Myocarditis appears to result from the direct infection of the virus attacking the heart, or possibly as a consequence of the inflammation triggered by the body's overly aggressive immune response. And it is not age-specific: In The Lancet, doctors recently reported on an 11-year-old child with multisystem inflammatory syndrome (MIS-C) - a rare illness - who died of myocarditis and heart failure. At autopsy, pathologists were able to identify coronavirus particles present in the child's cardiac tissue, helping to explain the virus' direct involvement in her death. In fact, researchers are reporting the presence of viral protein in the actual heart muscle, of six deceased patients. Of note is the fact that these patients were documented to have died of lung failure, having had neither clinical signs of heart involvement, nor a prior history of cardiac disease.
Ossama Samuel, associate chief of cardiology at Mount Sinai Beth Israel in New York, told me about a cluster of younger adults developing myocarditis, some of them a month or so after they had recovered from COVID-19. One patient, who developed myocarditis four weeks after believing he had recovered from the virus, responded to a course of steroid treatment only to develop a recurrence in the form of pericarditis (an inflammation of the sac surrounding the heart). A second patient, in her 40s, now has reduced heart function from myocarditis, and a third - an athletic man in his 40s - is experiencing recurring and dangerous ventricular heart rhythms, necessitating that he wear a LifeVest defibrillator for protection. His MRI also demonstrates fibrosis and scarring of his heart muscle, which may be permanent, and he may ultimately require placement of a permanent defibrillator.

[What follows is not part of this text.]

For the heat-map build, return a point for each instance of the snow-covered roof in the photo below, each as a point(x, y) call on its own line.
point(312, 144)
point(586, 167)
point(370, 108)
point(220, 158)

"Even the Advil and acetaminophen wouldn't help my fevers," said J.N. Just 34 years old, he was diagnosed with COVID-induced myocarditis and severe heart failure. Doctors admitted him to the intensive care unit and placed him on a lifesaving intra-aortic balloon pump due to the very poor function of his heart. He spent two weeks in the hospital, has suffered recurrences since his discharge, and now says, "I'm very careful. I'm very concerned about the length of time I've been feeling sick, and if these symptoms are lifelong or will go away anytime soon." J.N. said that everyday activities, like carrying his one-year-old daughter up a flight of stairs, leave him feeling winded and fatigued. He has been unable to work since March.
Experts estimate that half of myocarditis cases resolve without a chronic complication, but several studies suggest that COVID-19 patients show signs of the condition months after contracting the virus. One non-peer reviewed study, involving 139 health care workers who developed coronavirus infection and recovered, found that about 10 weeks after their initial symptoms, 37 percent of them were diagnosed with myocarditis or myopericarditis - and fewer than half of those had showed symptoms at the time of their scans.
Any such cardiac sequelae lingering weeks to months after the fact is clearly concerning, and we're seeing more evidence of it.
A German study found that 78 percent of recovered COVID-19 patients, the majority of whom had only mild to moderate symptoms, demonstrated cardiac involvement more than two months after their initial diagnoses. Six in 10 were found to have persistent myocardial inflammation. While emphasizing that individual patients need not be nervous, lead investigator Elike Nagel added in an e-mail, "My personal take is that COVID will increase the incidence of heart failure over the next decades."